Sem ter a quem recorrer indígenas vítimas de comerciantes inescrupulosos, que mesmo sabendo da proibição por lei, vendem bebidas alcoólicas a indígenas, ficam a mercê da sorte. Não são raras as cenas onde figuram índios bêbados caídos em praças e calçadas da cidade em Amambai.
Nas aldeias a situação é ainda mais grave.
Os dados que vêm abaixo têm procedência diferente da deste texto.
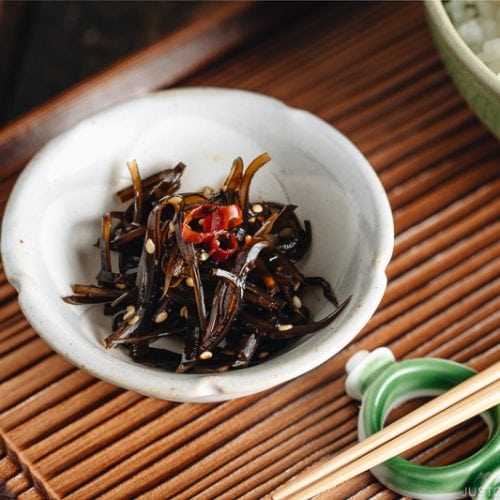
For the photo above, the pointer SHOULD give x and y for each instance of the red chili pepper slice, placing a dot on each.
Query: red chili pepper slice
(192, 231)
(203, 221)
(222, 245)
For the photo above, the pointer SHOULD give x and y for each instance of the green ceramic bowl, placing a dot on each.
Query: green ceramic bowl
(476, 82)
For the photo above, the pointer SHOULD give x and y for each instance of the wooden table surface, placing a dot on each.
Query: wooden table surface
(369, 69)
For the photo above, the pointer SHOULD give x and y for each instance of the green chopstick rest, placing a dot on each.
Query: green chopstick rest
(381, 384)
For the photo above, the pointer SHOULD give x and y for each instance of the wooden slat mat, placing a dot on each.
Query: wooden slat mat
(370, 70)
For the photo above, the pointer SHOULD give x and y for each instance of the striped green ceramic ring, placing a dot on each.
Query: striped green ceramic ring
(382, 384)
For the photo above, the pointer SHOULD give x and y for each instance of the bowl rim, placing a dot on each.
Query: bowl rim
(437, 12)
(204, 387)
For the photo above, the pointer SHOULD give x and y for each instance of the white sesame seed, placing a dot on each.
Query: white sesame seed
(150, 246)
(175, 200)
(134, 320)
(161, 317)
(129, 314)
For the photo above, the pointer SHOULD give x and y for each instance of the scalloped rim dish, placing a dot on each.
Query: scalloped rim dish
(28, 274)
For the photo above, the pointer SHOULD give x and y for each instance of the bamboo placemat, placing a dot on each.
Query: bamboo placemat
(370, 70)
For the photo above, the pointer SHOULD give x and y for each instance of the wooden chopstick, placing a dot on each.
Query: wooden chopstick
(475, 395)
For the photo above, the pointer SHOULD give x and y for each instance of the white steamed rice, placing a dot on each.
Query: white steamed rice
(478, 23)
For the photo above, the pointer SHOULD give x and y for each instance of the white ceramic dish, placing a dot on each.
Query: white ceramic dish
(53, 218)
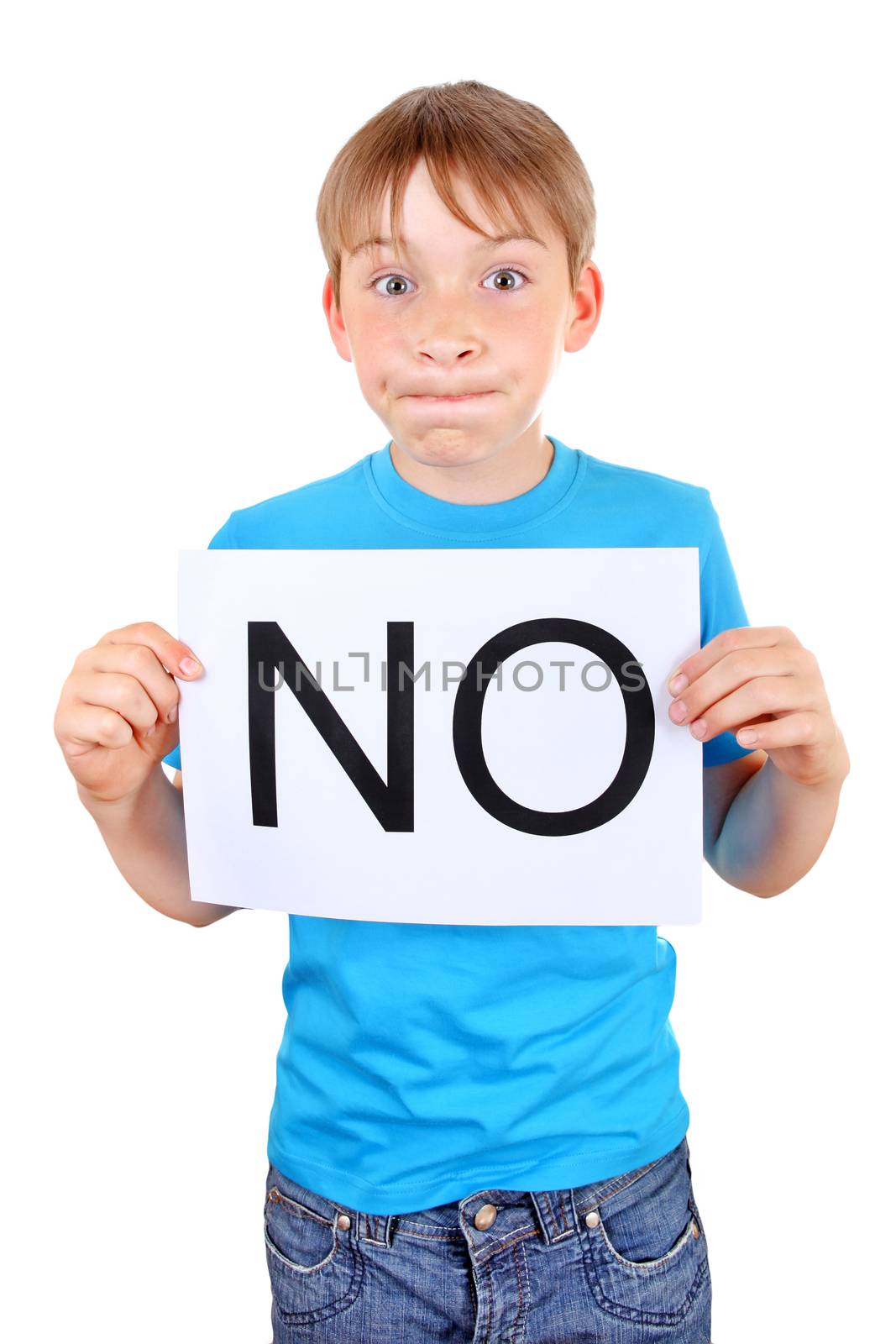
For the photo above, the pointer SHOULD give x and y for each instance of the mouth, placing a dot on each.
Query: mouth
(465, 396)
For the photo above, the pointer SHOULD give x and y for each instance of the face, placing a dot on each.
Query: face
(454, 349)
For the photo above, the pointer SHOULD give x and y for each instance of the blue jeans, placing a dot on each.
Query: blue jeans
(618, 1261)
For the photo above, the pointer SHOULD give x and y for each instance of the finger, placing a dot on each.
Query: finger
(139, 662)
(736, 669)
(763, 696)
(83, 726)
(120, 692)
(726, 643)
(793, 730)
(170, 651)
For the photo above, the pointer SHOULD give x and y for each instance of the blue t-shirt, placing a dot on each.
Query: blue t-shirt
(421, 1063)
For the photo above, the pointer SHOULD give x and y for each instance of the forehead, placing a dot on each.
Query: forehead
(481, 245)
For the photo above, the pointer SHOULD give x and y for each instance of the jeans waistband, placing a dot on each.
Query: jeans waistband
(555, 1211)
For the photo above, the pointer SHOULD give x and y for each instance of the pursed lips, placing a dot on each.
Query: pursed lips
(446, 396)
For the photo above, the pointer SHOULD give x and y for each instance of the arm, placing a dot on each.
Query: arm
(768, 816)
(147, 837)
(762, 831)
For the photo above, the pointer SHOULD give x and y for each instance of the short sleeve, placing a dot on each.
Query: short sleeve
(720, 609)
(222, 541)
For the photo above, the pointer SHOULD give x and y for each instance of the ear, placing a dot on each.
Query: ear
(335, 320)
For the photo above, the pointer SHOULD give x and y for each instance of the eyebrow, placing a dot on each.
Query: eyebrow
(486, 242)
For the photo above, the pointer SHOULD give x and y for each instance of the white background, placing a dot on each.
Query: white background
(165, 360)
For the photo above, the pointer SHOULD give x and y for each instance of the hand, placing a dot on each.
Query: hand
(762, 685)
(117, 714)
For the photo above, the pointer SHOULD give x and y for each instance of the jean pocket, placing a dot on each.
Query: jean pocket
(315, 1267)
(644, 1247)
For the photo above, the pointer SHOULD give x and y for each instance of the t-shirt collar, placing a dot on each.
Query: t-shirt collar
(441, 515)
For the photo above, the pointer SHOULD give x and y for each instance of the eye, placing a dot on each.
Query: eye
(508, 270)
(391, 293)
(392, 279)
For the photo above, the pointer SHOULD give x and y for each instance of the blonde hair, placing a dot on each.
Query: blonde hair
(510, 152)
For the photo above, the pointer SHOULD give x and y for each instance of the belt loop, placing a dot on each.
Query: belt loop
(379, 1227)
(555, 1214)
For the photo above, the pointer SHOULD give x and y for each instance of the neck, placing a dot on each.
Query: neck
(490, 480)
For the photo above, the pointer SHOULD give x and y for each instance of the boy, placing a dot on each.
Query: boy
(479, 1129)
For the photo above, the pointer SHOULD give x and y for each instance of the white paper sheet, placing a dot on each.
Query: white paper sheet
(470, 824)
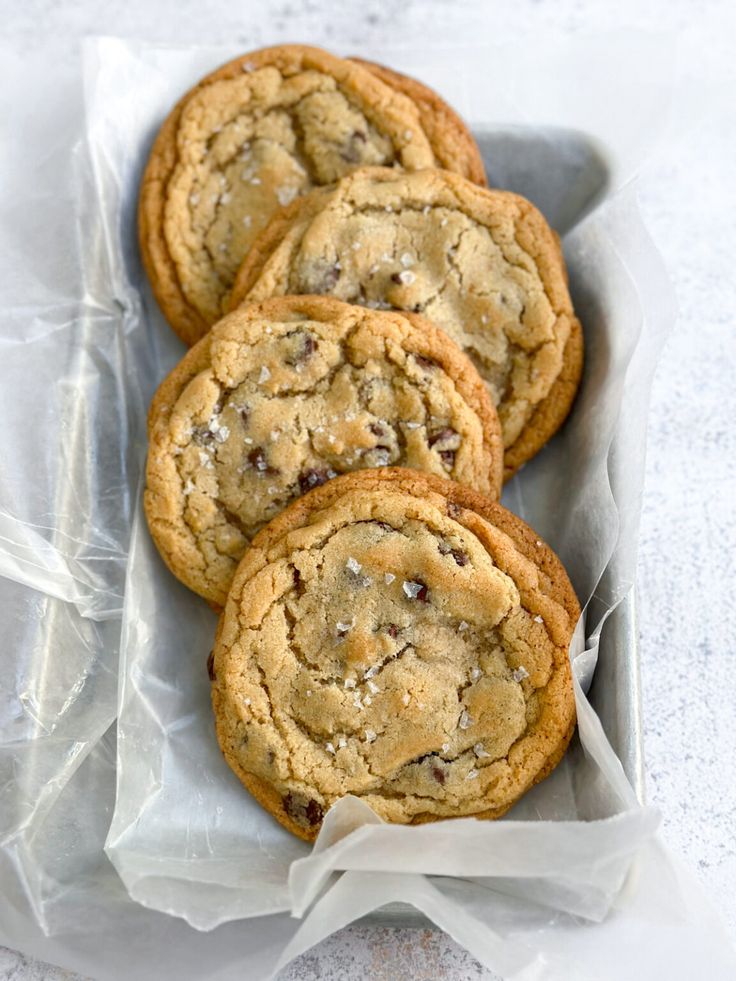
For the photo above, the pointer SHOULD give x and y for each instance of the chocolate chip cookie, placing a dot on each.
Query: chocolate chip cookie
(398, 637)
(282, 396)
(249, 138)
(483, 265)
Sem uma ação de fiscalização e acompanhamento, a bebida alcoólica e até drogas ilícitas como a maconha e o crack acabam entrando livremente nas reservas indígenas e a conseqüência disso é o alto índice de violência como homicídios e tentativas de homicídios, estupros e até suicídio.
São raros os dias da semana que equipes da Funasa (Fundação Nacional de Saúde) que presta assistências às comunidades indígenas, não tem que socorrer para o Hospital Regional em Amambai, índios vitimas de agressão a pauladas e esfaqueamentos nas aldeias de Amambai e região, em mais de 90% dos casos, segundo a polícia, por conta de brigas que tiveram início devido ao consumo de bebida alcoólica ou outros tipos de drogas.
Situação tende a mudar, diz nova chefe do Núcleo- Apesar de conhecer os problemas existentes nas aldeias e fora delas e os limites estruturais que o órgão dispõe para atuar, a nova chefe do Núcleo da Funai em Amambai, Marina Dutra Vieira, que está no cargo faz três semanas, disse que medidas serão adotadas para tentar minimizar os problemas.
Segundo Marina dentro de um mês deverá começar as trabalhar em Amambai, uma equipe que atuará preventiva e repressivamente na cidade e dentro das aldeias de Amambai e região para combater ilícitos e tentar diminuir os índices de violência.
Segundo a chefe do Núcleo a “Equipe Sucuri” como será denominada trabalhará em conjunto com os órgãos de segurança pública que atuam nos municípios, as polícias Civil e Militar e atuará em sistema de plantão, com telefone disponível para a população para receber denúncias.
Essa mesma equipe, segundo Marina Dutra, também estará incumbida de prestar atendimento e socorro a indígenas embriagados e caídos pelas ruas que atualmente permanecem sem qualquer tipo de atendimento por falta de uma equipe para realizar o trabalho.
Cestas básicas- Segundo a chefe do Núcleo da Funai em Amambai, outra ação da Funai que já está sendo praticada, que é a distribuição de cestas básicas, deverá ajudar a diminuir o número de índios pedintes na cidade.
De acordo com a nova chefe, Marina Dutra Vieira, praticamente cada família indígena residente nas aldeias de Amambai já estão recebendo, da própria Funai, uma cesta de alimentos por mês.
Presidente adia a vinda a Amambai– Apesar das medidas que já estão sendo tomadas para amenizar o problema das comunidades indígenas em Amambai e região, segundo a direção da Funai em Amambai, autoridades dos três poderes, Executivo, Legislativo e Judiciário, que se deparam diariamente com os problemas envolvendo as comunidades indígenas na região, poderiam cobrar pessoalmente do presidente da Fundação Nacional do Índio, medidas emergenciais para resolver de vez os problemas das aldeias em Amambai.
Poderiam, mas não vão ter a chance, pelo menos por enquanto, já que a visita do presidente ao município que estava prevista para acontecer nesta quarta-feira, dia 7 de maio, foi adiada e uma nova data ainda não foi marcada.